The IMF could bail out Italy with up to 600 billion euros ($794 billion), an Italian newspaper reported on Sunday, as Prime Minister Mario Monti came under pressure to speed up anti-crisis measures.Of course, that's not a cast-iron promise, but it's a good start.
The last thing humanity wants is for growth to stop. As I penned a few days ago, what we're all longing for is nonstop growth of economic activity into all aspects of our lives, without exception. Reading my heartfelt plea, the wise folk at the IMF stepped up to the plate, and promised to Do What They Can.
A trustworthy source at the IMF I'm not permitted to name, said:
These are troubled times, Toby. After reading your words we realised action had to be taken. We hastily met in a meeting room designed for these sorts of things, and put it out to our friends in the press that there was money to be loaned after all.
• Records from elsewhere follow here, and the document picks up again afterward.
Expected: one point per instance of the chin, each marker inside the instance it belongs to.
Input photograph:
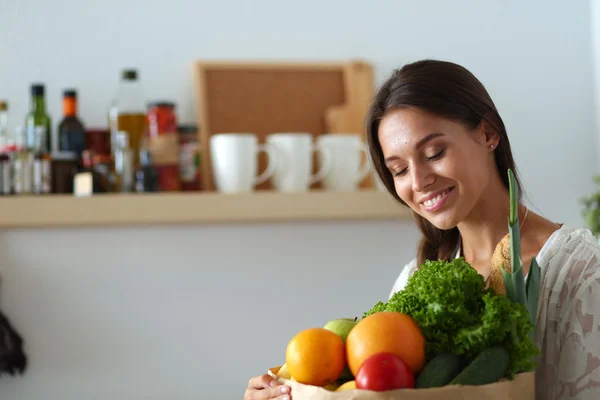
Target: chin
(442, 222)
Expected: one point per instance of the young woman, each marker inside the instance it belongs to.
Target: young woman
(440, 147)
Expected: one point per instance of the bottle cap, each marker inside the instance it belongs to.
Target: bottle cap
(37, 89)
(161, 104)
(145, 157)
(129, 74)
(122, 139)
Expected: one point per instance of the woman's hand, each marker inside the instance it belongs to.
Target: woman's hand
(264, 387)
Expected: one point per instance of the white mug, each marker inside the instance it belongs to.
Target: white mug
(234, 160)
(347, 171)
(293, 172)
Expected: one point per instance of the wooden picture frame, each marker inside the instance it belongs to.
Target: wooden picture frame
(267, 97)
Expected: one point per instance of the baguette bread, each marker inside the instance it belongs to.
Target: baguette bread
(500, 259)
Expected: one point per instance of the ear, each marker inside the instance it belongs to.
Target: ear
(487, 136)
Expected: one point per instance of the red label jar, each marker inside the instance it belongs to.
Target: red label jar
(163, 143)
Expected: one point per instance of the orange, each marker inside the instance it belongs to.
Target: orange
(386, 331)
(316, 356)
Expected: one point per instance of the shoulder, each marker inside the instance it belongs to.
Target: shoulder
(570, 258)
(402, 279)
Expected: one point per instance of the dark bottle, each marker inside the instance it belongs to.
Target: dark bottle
(37, 120)
(71, 132)
(146, 176)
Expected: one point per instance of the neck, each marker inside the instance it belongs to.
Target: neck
(485, 227)
(38, 104)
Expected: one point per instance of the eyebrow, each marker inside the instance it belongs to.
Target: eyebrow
(419, 144)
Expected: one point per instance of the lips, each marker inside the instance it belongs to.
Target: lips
(432, 201)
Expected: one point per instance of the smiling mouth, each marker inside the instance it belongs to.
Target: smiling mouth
(432, 202)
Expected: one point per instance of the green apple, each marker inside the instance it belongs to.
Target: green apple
(342, 327)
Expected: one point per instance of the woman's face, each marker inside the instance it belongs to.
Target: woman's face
(440, 168)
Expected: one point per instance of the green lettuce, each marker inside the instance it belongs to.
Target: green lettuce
(456, 313)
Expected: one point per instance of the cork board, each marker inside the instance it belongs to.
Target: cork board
(263, 98)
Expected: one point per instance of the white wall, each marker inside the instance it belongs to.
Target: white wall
(165, 317)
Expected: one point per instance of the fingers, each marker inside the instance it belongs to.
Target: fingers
(262, 381)
(264, 387)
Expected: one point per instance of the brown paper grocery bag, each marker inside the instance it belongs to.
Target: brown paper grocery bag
(522, 387)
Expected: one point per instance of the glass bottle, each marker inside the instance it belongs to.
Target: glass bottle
(124, 163)
(146, 175)
(41, 166)
(23, 161)
(71, 132)
(37, 119)
(127, 113)
(3, 125)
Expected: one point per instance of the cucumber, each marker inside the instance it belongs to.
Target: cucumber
(440, 371)
(488, 367)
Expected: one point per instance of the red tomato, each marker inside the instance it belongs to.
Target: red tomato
(384, 371)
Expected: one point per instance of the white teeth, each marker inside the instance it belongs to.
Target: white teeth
(433, 202)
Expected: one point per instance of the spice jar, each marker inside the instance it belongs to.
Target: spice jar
(98, 141)
(189, 158)
(163, 144)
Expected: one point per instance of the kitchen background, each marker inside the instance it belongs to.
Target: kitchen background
(192, 312)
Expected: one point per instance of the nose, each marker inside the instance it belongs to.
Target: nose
(421, 178)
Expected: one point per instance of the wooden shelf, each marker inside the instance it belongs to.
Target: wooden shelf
(191, 208)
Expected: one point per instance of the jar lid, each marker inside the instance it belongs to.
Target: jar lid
(129, 74)
(191, 128)
(161, 104)
(64, 156)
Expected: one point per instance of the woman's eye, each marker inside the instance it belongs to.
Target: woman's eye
(400, 172)
(436, 156)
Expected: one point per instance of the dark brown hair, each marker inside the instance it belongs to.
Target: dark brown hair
(449, 91)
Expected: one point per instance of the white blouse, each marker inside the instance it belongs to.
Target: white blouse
(568, 319)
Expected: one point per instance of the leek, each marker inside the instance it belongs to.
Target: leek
(519, 290)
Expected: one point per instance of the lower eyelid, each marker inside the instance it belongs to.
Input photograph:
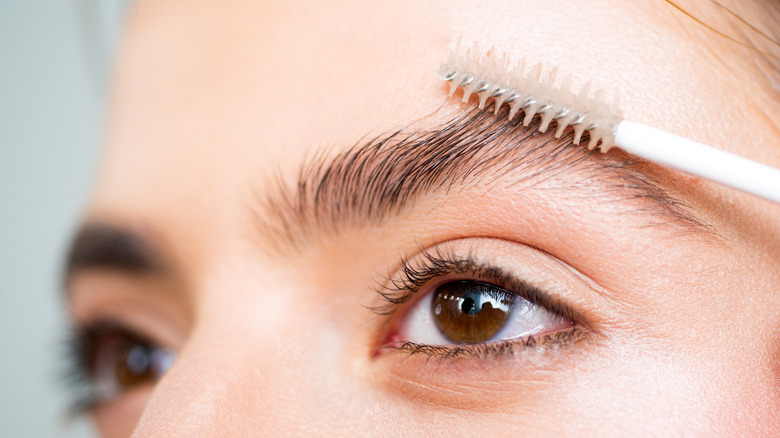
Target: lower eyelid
(562, 287)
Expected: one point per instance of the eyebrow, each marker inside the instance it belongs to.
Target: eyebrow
(109, 247)
(382, 177)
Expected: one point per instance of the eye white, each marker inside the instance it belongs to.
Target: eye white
(525, 319)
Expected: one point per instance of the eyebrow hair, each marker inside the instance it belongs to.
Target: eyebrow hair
(374, 180)
(104, 246)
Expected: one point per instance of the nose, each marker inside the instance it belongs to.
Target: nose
(251, 376)
(219, 386)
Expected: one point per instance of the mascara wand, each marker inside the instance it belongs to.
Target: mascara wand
(534, 91)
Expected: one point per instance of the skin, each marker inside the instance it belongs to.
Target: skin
(210, 98)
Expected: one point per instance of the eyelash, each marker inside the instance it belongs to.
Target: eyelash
(80, 346)
(412, 277)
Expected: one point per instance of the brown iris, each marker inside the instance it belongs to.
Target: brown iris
(470, 312)
(119, 361)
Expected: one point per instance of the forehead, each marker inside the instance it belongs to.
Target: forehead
(210, 97)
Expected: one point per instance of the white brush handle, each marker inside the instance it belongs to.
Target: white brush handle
(698, 159)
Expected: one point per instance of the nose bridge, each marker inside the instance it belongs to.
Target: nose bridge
(217, 384)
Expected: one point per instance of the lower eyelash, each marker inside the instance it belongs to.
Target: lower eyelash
(495, 349)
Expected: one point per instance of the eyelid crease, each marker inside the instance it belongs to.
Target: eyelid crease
(382, 177)
(412, 277)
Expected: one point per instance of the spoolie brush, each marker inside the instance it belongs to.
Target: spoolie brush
(536, 91)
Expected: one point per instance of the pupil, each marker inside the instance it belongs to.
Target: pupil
(469, 305)
(470, 312)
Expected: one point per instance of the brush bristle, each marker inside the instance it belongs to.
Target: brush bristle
(494, 77)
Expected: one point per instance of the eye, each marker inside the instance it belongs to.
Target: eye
(109, 360)
(475, 312)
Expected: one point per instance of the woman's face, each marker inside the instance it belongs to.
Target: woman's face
(254, 200)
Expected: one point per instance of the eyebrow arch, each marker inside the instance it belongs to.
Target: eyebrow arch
(379, 178)
(104, 246)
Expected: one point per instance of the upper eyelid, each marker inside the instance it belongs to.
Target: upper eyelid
(405, 288)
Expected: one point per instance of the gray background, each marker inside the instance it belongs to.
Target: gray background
(53, 59)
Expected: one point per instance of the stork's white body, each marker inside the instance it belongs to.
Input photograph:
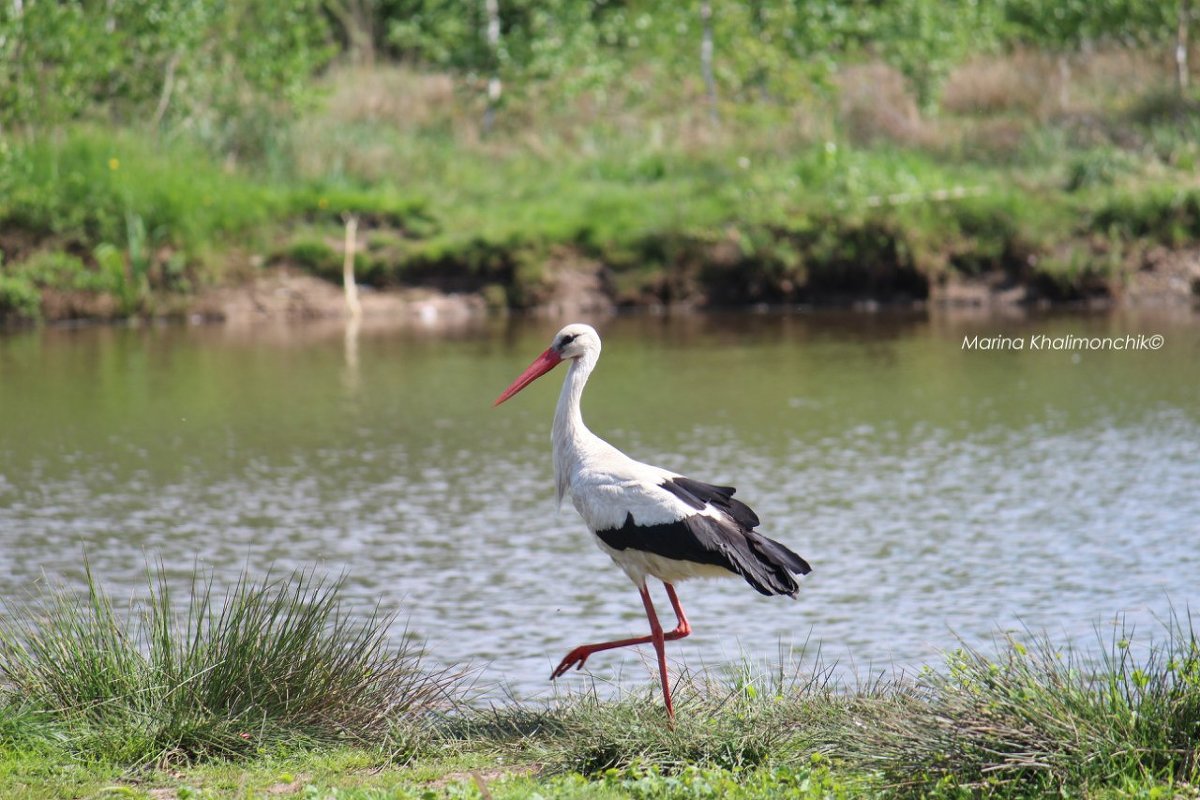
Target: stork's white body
(651, 521)
(606, 486)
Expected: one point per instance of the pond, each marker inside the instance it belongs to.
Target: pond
(940, 491)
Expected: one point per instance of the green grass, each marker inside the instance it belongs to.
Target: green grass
(217, 674)
(777, 204)
(275, 687)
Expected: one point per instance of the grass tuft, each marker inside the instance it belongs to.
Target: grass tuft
(1042, 717)
(216, 674)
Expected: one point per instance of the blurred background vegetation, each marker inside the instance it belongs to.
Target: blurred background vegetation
(761, 151)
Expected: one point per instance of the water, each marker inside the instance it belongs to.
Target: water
(937, 492)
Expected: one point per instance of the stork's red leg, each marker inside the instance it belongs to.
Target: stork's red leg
(577, 656)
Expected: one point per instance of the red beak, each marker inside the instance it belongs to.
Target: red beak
(540, 366)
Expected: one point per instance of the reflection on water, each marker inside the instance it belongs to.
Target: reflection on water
(936, 491)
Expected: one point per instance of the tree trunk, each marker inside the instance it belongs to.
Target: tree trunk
(1181, 46)
(357, 18)
(706, 58)
(495, 88)
(348, 284)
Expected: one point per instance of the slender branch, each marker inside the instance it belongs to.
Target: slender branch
(492, 7)
(1181, 46)
(168, 88)
(348, 283)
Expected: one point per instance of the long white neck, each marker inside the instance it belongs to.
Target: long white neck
(570, 437)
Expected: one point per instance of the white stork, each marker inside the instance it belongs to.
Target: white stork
(651, 521)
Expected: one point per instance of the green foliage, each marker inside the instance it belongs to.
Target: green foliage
(19, 296)
(215, 67)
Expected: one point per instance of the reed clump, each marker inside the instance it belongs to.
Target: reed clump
(277, 660)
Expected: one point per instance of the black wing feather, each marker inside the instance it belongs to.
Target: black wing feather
(697, 494)
(730, 543)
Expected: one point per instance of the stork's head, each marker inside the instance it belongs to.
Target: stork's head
(576, 341)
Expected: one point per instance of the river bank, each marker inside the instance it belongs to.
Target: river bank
(281, 693)
(859, 199)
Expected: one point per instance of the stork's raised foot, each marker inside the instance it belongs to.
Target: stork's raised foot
(574, 659)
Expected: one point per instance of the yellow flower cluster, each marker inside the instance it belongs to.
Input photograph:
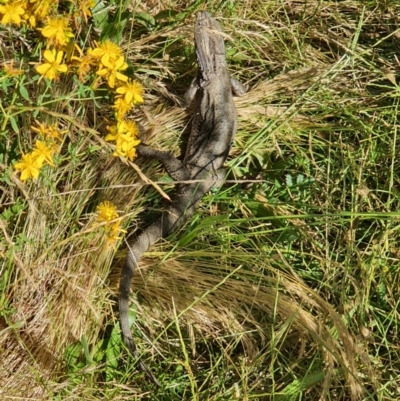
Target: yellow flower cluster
(104, 62)
(107, 213)
(125, 134)
(109, 60)
(31, 163)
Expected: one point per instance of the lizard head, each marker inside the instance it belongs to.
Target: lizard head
(210, 48)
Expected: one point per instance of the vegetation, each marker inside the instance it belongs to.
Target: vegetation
(284, 286)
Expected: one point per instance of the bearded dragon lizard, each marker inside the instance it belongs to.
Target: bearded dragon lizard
(212, 133)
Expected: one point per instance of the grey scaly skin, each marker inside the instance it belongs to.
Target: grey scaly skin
(212, 133)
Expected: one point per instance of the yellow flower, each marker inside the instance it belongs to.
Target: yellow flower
(121, 107)
(43, 153)
(113, 74)
(108, 53)
(38, 10)
(57, 31)
(112, 233)
(53, 66)
(11, 12)
(125, 135)
(85, 62)
(10, 70)
(106, 211)
(132, 92)
(84, 8)
(29, 166)
(55, 133)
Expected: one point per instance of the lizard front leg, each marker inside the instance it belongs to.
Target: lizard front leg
(174, 167)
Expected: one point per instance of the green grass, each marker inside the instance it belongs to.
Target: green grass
(283, 286)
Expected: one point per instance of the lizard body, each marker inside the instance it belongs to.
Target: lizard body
(212, 133)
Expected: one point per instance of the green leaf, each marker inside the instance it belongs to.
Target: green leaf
(100, 15)
(14, 124)
(24, 93)
(146, 20)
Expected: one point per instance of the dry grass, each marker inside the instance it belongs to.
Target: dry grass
(268, 284)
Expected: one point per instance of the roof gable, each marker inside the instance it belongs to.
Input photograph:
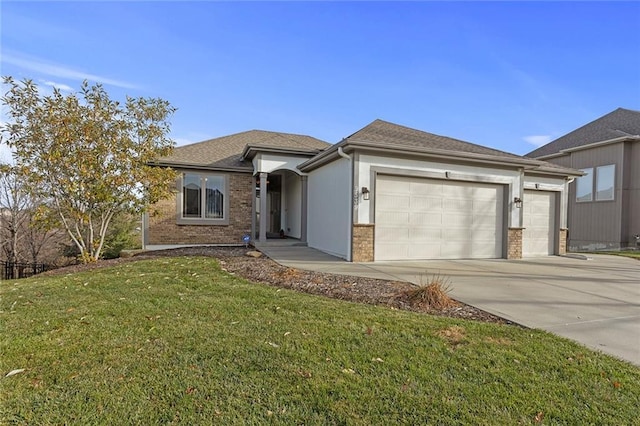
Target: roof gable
(617, 124)
(226, 152)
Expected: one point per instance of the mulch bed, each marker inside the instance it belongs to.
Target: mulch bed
(395, 294)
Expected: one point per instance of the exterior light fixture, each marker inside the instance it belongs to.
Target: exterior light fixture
(518, 202)
(365, 193)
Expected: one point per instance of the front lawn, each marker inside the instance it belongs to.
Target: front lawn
(179, 341)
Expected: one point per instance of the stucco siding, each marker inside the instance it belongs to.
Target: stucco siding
(368, 165)
(328, 208)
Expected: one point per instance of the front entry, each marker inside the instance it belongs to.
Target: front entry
(280, 195)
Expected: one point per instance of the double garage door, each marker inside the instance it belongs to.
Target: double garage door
(418, 218)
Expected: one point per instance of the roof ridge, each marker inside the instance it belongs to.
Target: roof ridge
(378, 120)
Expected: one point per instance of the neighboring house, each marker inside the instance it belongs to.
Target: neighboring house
(604, 204)
(387, 192)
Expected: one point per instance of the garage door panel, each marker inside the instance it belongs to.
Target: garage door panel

It sure as hell looks that way. What with digibits being as cheap as dirt, and zeros cheaper still, we felt the least we could do was sink Italy further into debt. There's nothing like the cold hand of fear to get things moving, I've found.Asian markets surged higher with relief, Europe has nosed upwards with the glimmering vigour of a rambunctious dolphin, and the US is expected to be giddily euphoric now that fair Europa is flush with cash once more. Even I, old man that I am, have a new spring in my stride and am waxing lyrical again. Oh, happy day.
I don't expect thanks, because I'm very humble. A quiet life is all I ask for. With a little luck and a wisp of magic we'll all get what exactly we want very soon. Christmas is coming!
(You heard it here first.)
UPDATE (15:45 CET): IMF "very angry" with Econosophy, trusted source tells Toby to watch his dirty little mouth, and not to call her anymore. This just in:
Stock markets boosted by rumours of bailout deal for Italy, though IMF denies reports of aid package proposalNevertheless, the markets are aiming for the moon, riding the creosote fumes like the drunken old pros they truly are.